Medium chain triglycerides, the types of ‘saturated’ fat abundant in grass-fed cows’ butter or young coconut oil, for example, have been shown as highly beneficial to the body, as well as being easily transferable into ‘ketonic’ energy.
Fat compositions therefore become very important for the cyclist wanting to improve their metabolic flexibility.
One example being grain-fed/barn-raised cattle versus cattle that walked around in pastures eating grass before their sacrifice. Comparing the fat compositions shows much less beneficial fats (omega 3, ALA) and more inflammatory trans-fats and omega 6 in the grain-fed/barn-raised animal produce.
This application is relevant for both the dairy and meat, and I suggest researching further how much benefit can be derived from quality meat and dairy, if cellular inflammation and metabolic flexibility are topics of your interest.

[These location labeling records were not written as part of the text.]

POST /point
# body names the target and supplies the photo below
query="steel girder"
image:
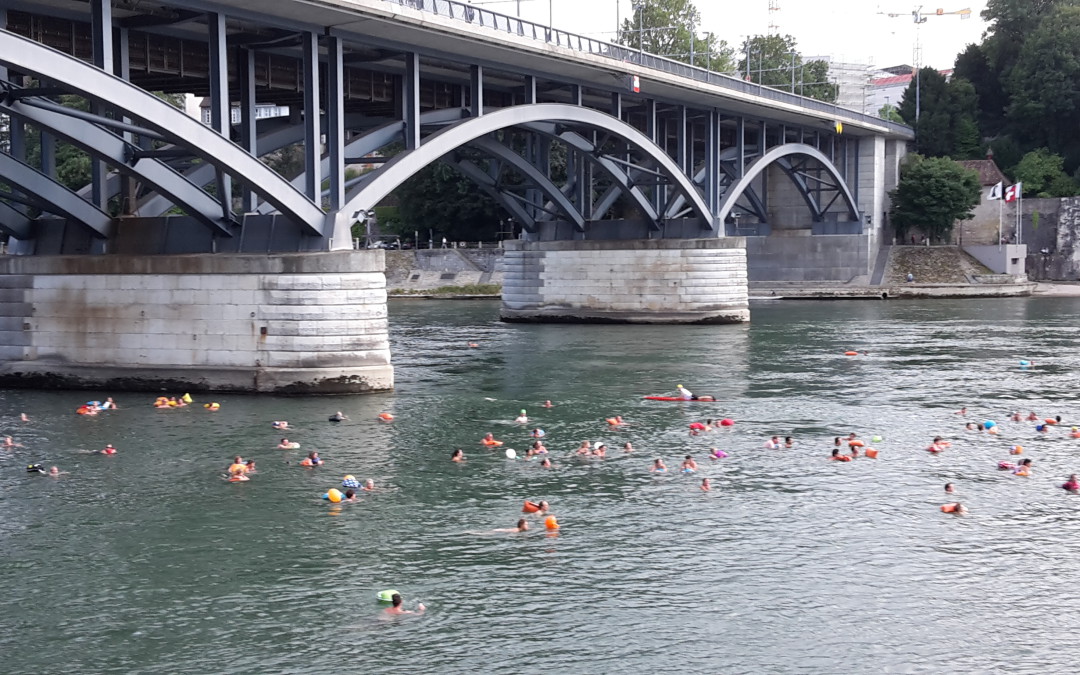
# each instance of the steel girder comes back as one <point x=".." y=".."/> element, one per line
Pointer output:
<point x="117" y="151"/>
<point x="778" y="156"/>
<point x="535" y="116"/>
<point x="52" y="197"/>
<point x="31" y="57"/>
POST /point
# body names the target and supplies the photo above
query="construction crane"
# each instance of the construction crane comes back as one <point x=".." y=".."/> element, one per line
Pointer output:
<point x="920" y="17"/>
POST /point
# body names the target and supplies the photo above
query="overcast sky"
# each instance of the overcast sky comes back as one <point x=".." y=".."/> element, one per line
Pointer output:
<point x="851" y="30"/>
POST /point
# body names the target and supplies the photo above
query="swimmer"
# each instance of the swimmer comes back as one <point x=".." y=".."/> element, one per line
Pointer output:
<point x="397" y="609"/>
<point x="523" y="526"/>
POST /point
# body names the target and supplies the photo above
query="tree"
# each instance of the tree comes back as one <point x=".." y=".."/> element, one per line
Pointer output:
<point x="1044" y="84"/>
<point x="945" y="121"/>
<point x="932" y="194"/>
<point x="1042" y="175"/>
<point x="890" y="112"/>
<point x="670" y="28"/>
<point x="774" y="61"/>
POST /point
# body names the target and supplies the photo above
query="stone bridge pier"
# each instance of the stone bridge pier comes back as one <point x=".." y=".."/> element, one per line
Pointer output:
<point x="283" y="323"/>
<point x="635" y="281"/>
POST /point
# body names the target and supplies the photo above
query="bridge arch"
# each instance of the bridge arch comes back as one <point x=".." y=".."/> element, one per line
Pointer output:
<point x="782" y="157"/>
<point x="27" y="56"/>
<point x="542" y="118"/>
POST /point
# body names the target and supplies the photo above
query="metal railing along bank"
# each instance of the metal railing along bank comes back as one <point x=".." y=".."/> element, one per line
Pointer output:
<point x="487" y="18"/>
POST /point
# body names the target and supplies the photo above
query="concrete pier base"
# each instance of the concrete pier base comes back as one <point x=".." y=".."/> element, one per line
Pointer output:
<point x="636" y="281"/>
<point x="280" y="323"/>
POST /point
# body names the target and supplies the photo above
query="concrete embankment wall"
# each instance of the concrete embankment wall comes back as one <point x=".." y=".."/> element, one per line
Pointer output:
<point x="640" y="281"/>
<point x="288" y="323"/>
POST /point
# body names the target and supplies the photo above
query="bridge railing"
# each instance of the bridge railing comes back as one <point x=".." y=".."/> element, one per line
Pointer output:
<point x="513" y="25"/>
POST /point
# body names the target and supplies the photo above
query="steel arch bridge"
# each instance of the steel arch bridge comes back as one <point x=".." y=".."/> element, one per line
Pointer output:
<point x="633" y="165"/>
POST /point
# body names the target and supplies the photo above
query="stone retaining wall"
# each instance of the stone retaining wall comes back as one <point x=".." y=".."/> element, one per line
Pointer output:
<point x="288" y="323"/>
<point x="639" y="281"/>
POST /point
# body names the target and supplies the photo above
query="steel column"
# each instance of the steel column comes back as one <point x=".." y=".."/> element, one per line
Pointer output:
<point x="100" y="21"/>
<point x="530" y="89"/>
<point x="220" y="108"/>
<point x="248" y="127"/>
<point x="410" y="100"/>
<point x="312" y="131"/>
<point x="335" y="121"/>
<point x="476" y="90"/>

So what’s the catch? Well it’s a big one. As mentioned above, no research is yet to suggest that completely carbohydrate-free energy production is plausible for high heart-rate exercise. Conventionally, fat is still understood to provide a slower energy supply than that of carbohydrate at high heart-rates that require highly-responsive energy production, but it is up for debate whether or not this can change as the metabolism evolves.
Garmin-Sharp and Belkin are two professional cycling teams that have suggested carbohydrate-fasting (and thus fat metabolism) of their riders for many years now. Metabolic flexibility has become a seemingly amicable physiological trait for endurance performance, and professional cyclists have forever (unconsciously) aligned with the concept by fasting on long, slow training rides.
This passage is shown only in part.